TomTom Navigation for Android

Smart move: TomTom's Navigation app for Android

TomTom has often been criticised for the cost of the windshield mount and at nearly £80 it’s certainly not cheap but you do get a versatile bit of kit for your money. To start with it has a very capable built-in 2W speaker together with a microphone featuring active noise cancellation and echo reduction.

Not only does this mean you can hear navigation prompts far more clearly than if you were relying on your phone’s loudspeaker but it also lets you make hands-free telephone calls, even at high speed, without having to shout.

TomTom Navigation for Android

There's more to this hands-free kit than just a phone holder

Usefully the mic is attached to a cable rather than being built into the mount. TomTom provides a 1.5m extension lead, so as well as clipping it to the dock you can attach it to any convenient part of the car closer to your cakehole.
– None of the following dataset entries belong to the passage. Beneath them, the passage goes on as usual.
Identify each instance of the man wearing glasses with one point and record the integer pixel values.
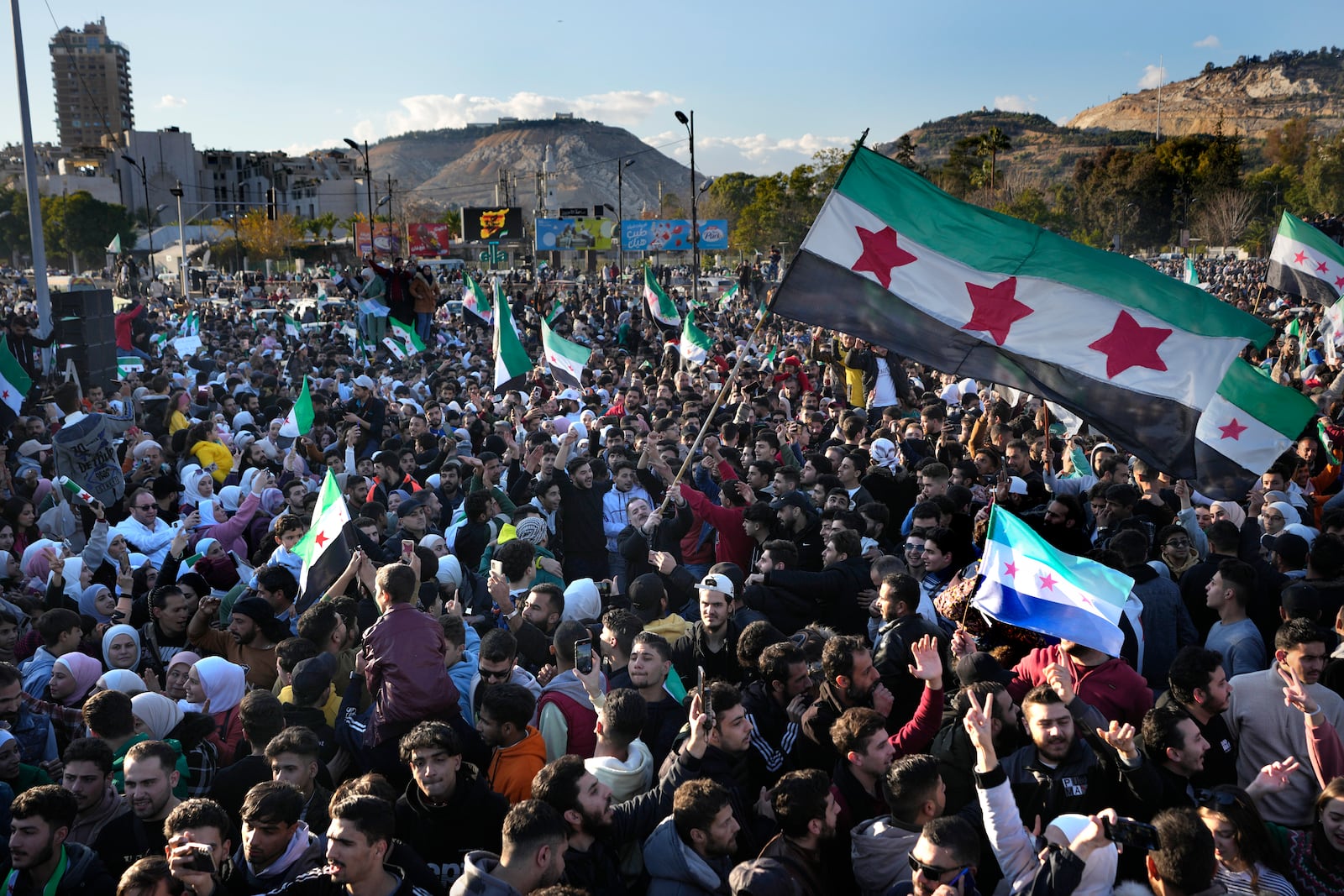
(944, 860)
(144, 530)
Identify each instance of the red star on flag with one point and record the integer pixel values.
(996, 309)
(1131, 344)
(880, 254)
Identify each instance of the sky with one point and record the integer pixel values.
(770, 83)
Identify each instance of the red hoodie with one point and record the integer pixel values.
(732, 544)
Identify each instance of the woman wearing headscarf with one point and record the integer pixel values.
(1234, 513)
(121, 647)
(97, 602)
(215, 564)
(217, 687)
(73, 676)
(163, 719)
(123, 680)
(205, 446)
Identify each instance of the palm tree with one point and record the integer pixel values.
(992, 143)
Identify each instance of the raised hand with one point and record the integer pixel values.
(927, 663)
(1294, 692)
(1121, 739)
(1061, 680)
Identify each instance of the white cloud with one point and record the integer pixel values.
(1152, 76)
(1014, 102)
(430, 112)
(756, 154)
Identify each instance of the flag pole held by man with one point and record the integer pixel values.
(895, 261)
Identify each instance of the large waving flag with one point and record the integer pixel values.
(13, 385)
(696, 345)
(1305, 262)
(511, 360)
(1032, 586)
(475, 300)
(410, 338)
(1247, 425)
(300, 418)
(895, 261)
(328, 546)
(660, 305)
(566, 359)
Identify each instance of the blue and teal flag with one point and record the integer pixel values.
(1032, 586)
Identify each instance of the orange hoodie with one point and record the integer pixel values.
(514, 768)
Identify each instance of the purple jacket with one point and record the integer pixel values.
(403, 667)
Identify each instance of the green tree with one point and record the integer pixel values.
(992, 143)
(1323, 175)
(80, 224)
(905, 152)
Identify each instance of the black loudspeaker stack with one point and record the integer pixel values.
(85, 327)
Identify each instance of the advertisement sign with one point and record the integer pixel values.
(385, 239)
(672, 235)
(429, 241)
(492, 223)
(573, 233)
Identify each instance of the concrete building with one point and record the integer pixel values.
(92, 78)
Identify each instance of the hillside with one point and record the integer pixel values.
(1041, 148)
(461, 167)
(1252, 97)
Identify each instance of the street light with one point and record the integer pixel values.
(181, 241)
(696, 223)
(369, 190)
(622, 164)
(143, 167)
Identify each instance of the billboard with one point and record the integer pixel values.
(429, 241)
(492, 224)
(671, 235)
(385, 239)
(573, 233)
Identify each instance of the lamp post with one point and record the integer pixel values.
(696, 223)
(369, 188)
(622, 164)
(143, 167)
(181, 242)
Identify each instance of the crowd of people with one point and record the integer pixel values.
(575, 647)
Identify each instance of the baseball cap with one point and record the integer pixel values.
(717, 582)
(1301, 600)
(1290, 547)
(531, 530)
(255, 609)
(981, 667)
(647, 594)
(793, 499)
(312, 676)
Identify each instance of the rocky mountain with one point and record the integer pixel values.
(1252, 97)
(463, 167)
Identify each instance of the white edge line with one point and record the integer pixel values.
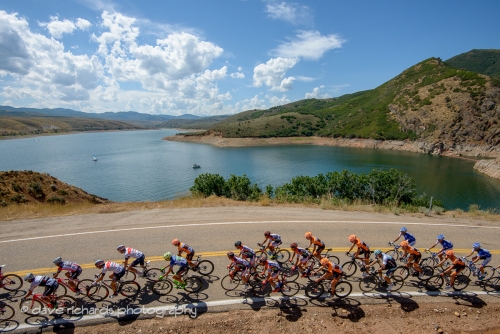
(236, 223)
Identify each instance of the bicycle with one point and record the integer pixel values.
(374, 281)
(262, 288)
(100, 290)
(471, 268)
(10, 282)
(315, 290)
(34, 304)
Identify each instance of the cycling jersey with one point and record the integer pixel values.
(185, 248)
(112, 266)
(69, 266)
(131, 252)
(483, 253)
(446, 244)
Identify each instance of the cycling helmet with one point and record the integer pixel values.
(99, 263)
(29, 277)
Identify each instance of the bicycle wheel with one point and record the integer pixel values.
(31, 306)
(162, 288)
(67, 304)
(152, 274)
(461, 282)
(193, 284)
(261, 290)
(229, 283)
(290, 289)
(434, 283)
(343, 289)
(334, 259)
(6, 312)
(349, 268)
(12, 282)
(205, 267)
(314, 290)
(130, 289)
(492, 285)
(368, 283)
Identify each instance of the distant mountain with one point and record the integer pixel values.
(481, 61)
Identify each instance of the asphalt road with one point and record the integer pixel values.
(31, 245)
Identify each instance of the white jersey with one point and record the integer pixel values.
(112, 266)
(131, 252)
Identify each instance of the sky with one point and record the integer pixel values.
(219, 57)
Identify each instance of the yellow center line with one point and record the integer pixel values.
(51, 270)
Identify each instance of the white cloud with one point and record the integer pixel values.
(309, 45)
(272, 74)
(289, 12)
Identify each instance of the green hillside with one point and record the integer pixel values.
(480, 61)
(429, 100)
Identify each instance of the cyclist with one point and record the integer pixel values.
(274, 240)
(445, 244)
(246, 253)
(182, 247)
(273, 270)
(482, 254)
(239, 264)
(117, 272)
(403, 232)
(332, 271)
(318, 247)
(414, 258)
(139, 257)
(49, 283)
(385, 262)
(73, 270)
(363, 249)
(457, 265)
(176, 260)
(303, 255)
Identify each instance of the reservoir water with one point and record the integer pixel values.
(140, 166)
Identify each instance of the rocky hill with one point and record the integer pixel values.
(32, 187)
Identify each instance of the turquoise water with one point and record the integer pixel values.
(140, 166)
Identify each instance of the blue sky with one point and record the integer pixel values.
(222, 56)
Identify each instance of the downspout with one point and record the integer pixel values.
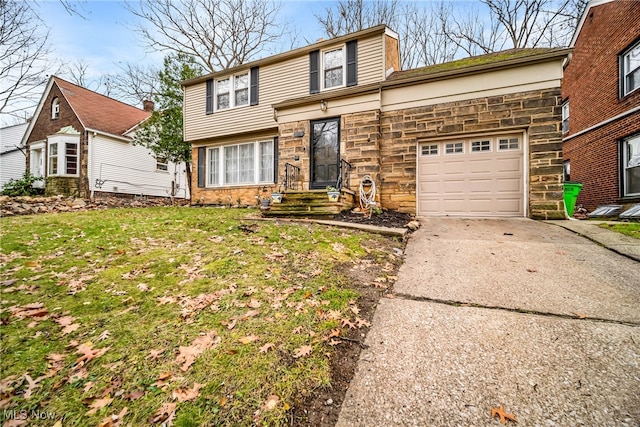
(90, 140)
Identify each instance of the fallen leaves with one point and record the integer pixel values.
(189, 354)
(503, 415)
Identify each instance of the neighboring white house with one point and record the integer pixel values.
(12, 153)
(81, 141)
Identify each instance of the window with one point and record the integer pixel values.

Thanks to the USB/microUSB pass-through charger you can power the dock from either your car’s 12V socket or a domestic mains USB adapter. This means you can also use the dock as a desktop hands-free charge cradle, a role it performs very well. This flexibility should not be overlooked.

TomTom Navigation for Android

Portrait or landscape: whatever works

The mount itself is a solid bit of kit with a very flexible ball and socket assembly while the turn-collar suction cup works a treat. By dint of a clever rotating mechanism the handset cradle can hold phones in either landscape or portrait by gripping the top and bottom or the sides. No matter how big your phone or where the microUSB socket it should fit.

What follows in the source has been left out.